A preprint on arXiv has been making the rounds this past week called Gradual Disempowerment: Systemic Existential Risks from Incremental AI Development. As the title suggests, the article explores the ways in which humanity may experience a slow and gradual loss of control over its future as AI (and eventually AGI/ASI) becomes increasingly advanced. This is in contrast to the more flashy and headline-grabbing rapid AI takeover scenario which is so prominent in science fiction. The article argues that as AI becomes increasingly advanced, we will hand over more and more of our economic, governmental, and cultural functions to these systems. In doing so, humans will be giving up more and more control and collective agency, until we eventually find that we have lost it completely. Is it that straightforward though?

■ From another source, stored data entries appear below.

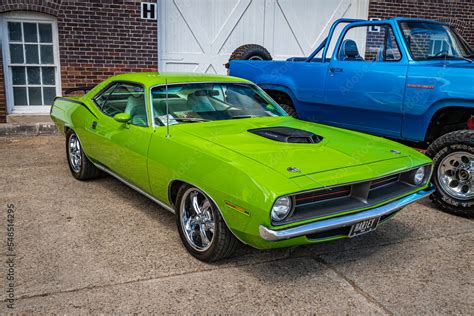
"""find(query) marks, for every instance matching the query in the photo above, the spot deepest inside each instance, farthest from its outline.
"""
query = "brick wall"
(459, 13)
(96, 39)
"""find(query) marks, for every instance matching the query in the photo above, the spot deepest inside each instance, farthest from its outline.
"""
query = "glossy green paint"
(226, 161)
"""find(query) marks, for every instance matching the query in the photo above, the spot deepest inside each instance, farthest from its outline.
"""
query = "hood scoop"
(287, 135)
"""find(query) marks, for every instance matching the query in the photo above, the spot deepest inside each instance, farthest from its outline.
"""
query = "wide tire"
(81, 167)
(289, 109)
(219, 241)
(250, 52)
(453, 173)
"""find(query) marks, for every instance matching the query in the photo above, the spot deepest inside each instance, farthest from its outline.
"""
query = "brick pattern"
(3, 101)
(459, 13)
(97, 39)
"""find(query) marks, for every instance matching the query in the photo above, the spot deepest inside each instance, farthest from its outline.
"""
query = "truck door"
(366, 81)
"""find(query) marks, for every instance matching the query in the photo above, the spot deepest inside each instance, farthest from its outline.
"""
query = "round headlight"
(419, 176)
(281, 208)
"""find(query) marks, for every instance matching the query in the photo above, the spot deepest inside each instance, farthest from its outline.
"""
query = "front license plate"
(364, 227)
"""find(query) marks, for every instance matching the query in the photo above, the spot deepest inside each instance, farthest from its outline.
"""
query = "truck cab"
(406, 79)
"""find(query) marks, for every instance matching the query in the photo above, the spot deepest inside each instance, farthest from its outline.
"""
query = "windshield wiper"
(242, 116)
(444, 56)
(189, 119)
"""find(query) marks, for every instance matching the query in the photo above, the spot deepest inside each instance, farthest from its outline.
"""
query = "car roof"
(157, 78)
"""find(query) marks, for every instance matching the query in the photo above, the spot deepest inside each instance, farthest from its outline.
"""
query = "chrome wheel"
(456, 175)
(75, 156)
(197, 221)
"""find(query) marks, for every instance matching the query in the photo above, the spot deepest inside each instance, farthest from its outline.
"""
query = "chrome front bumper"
(342, 221)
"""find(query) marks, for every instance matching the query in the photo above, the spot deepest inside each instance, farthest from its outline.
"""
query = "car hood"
(338, 148)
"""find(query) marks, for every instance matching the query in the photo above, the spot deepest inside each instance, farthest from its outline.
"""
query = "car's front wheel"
(201, 226)
(453, 173)
(80, 166)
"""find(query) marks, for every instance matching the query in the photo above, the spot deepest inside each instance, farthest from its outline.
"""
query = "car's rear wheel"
(250, 52)
(201, 226)
(80, 166)
(453, 173)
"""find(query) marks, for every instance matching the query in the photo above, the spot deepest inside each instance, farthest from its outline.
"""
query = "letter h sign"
(148, 10)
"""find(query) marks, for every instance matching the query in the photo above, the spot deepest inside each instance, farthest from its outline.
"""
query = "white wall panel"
(199, 35)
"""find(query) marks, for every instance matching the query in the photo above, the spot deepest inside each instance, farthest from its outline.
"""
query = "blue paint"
(395, 99)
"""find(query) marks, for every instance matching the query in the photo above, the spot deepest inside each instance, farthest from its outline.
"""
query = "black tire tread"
(245, 51)
(226, 243)
(88, 170)
(463, 137)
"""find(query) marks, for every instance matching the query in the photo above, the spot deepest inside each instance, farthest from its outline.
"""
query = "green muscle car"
(232, 165)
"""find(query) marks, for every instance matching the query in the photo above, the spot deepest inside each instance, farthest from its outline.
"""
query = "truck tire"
(250, 52)
(289, 109)
(453, 172)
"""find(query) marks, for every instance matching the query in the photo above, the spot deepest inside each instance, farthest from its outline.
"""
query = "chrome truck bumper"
(342, 221)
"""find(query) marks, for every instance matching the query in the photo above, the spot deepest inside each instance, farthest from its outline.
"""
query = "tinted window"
(369, 43)
(197, 102)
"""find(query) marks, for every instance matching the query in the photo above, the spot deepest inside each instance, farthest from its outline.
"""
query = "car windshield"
(198, 102)
(428, 41)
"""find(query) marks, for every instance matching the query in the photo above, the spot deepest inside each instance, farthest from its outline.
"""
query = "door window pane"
(19, 96)
(34, 94)
(18, 75)
(16, 53)
(48, 95)
(31, 52)
(14, 31)
(31, 33)
(47, 54)
(369, 43)
(48, 76)
(46, 33)
(33, 75)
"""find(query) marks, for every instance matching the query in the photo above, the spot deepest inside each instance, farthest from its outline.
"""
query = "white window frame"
(20, 16)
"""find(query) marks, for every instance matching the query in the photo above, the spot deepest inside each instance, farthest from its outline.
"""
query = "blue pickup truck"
(407, 79)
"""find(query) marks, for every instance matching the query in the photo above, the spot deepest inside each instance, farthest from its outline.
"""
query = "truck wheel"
(289, 109)
(201, 227)
(453, 173)
(251, 52)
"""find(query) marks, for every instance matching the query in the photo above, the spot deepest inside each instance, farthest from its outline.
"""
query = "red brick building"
(50, 45)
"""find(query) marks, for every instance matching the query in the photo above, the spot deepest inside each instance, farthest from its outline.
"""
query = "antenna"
(167, 110)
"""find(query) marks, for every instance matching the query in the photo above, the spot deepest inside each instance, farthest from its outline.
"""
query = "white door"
(200, 35)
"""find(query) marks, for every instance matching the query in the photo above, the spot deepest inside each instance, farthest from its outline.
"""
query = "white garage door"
(200, 35)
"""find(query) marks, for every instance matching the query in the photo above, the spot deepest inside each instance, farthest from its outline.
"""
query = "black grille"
(360, 195)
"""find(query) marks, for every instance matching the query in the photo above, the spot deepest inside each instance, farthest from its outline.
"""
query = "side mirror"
(122, 117)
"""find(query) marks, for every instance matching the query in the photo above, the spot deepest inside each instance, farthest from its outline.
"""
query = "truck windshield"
(430, 41)
(199, 102)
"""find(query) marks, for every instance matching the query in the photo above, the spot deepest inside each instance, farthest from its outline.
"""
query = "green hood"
(338, 148)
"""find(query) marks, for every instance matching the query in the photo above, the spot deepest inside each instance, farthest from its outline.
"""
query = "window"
(431, 41)
(369, 43)
(198, 102)
(31, 62)
(124, 98)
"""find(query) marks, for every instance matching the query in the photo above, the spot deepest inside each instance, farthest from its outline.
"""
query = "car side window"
(369, 43)
(124, 98)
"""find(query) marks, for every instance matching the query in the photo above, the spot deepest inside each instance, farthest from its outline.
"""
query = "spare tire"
(250, 52)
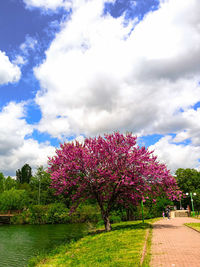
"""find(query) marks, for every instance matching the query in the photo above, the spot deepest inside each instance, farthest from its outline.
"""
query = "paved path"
(175, 245)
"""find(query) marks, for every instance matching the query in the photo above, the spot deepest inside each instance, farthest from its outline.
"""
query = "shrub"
(13, 199)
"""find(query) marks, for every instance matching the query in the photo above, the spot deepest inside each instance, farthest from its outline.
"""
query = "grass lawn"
(123, 246)
(195, 226)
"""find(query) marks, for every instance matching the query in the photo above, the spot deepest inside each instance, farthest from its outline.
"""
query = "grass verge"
(123, 246)
(195, 226)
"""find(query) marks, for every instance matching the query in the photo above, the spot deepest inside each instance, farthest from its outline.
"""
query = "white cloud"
(9, 72)
(176, 156)
(19, 60)
(29, 44)
(48, 4)
(15, 148)
(98, 76)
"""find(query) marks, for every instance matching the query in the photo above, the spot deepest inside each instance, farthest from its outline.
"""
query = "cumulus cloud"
(176, 156)
(48, 4)
(102, 74)
(16, 148)
(29, 44)
(9, 72)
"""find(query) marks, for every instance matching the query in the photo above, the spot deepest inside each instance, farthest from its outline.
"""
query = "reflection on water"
(19, 243)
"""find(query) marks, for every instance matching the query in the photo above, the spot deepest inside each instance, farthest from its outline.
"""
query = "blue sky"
(71, 69)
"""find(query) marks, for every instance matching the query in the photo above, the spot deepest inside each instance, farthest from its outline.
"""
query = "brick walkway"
(174, 244)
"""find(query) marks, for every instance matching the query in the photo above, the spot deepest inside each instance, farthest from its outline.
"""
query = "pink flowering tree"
(111, 169)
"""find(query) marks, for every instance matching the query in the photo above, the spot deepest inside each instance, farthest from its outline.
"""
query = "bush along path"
(123, 246)
(174, 244)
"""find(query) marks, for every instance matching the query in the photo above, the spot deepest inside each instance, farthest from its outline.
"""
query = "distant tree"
(13, 200)
(2, 182)
(10, 183)
(24, 174)
(111, 170)
(189, 182)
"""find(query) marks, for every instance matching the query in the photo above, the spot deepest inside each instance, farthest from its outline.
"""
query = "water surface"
(19, 243)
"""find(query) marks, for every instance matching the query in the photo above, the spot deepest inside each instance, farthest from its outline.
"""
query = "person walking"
(163, 215)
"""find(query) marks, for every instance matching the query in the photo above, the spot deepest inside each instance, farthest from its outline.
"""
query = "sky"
(71, 69)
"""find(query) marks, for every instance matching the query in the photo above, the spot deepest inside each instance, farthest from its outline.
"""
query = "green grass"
(123, 246)
(195, 226)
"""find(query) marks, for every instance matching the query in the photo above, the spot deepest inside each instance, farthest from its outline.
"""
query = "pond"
(19, 243)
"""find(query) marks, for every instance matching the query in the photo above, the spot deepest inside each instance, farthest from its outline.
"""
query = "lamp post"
(192, 194)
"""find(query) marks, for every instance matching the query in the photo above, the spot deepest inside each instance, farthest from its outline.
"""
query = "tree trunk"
(107, 223)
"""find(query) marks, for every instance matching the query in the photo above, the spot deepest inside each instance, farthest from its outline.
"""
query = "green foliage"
(86, 213)
(13, 200)
(10, 183)
(2, 182)
(189, 182)
(121, 247)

According to the authors, what has maintained human agency so far is that on the whole humanity is currently “fairly aligned.” Our existing economic, governmental, and cultural institutions are operated by humans, so on some level they reflect human values as such. The authors admit that there is some controversy around the notion of fair alignment. In some ways the history of human civilization, which is filled with slavery, oppression, genocide, and conflict, is an attestation against this proposition. Still, it is clear that human institutions at the very least empower humanity as a whole (tautologically so). While I agree with the authors that a gradual disempowerment of human institutions due to AI development is likely, I also think it is just as likely that individual human empowerment may be drastically increased at the same time. Notably, this seemingly paradoxical situation is in some ways the inverse trend to what has taken place for most of human civilization’s history.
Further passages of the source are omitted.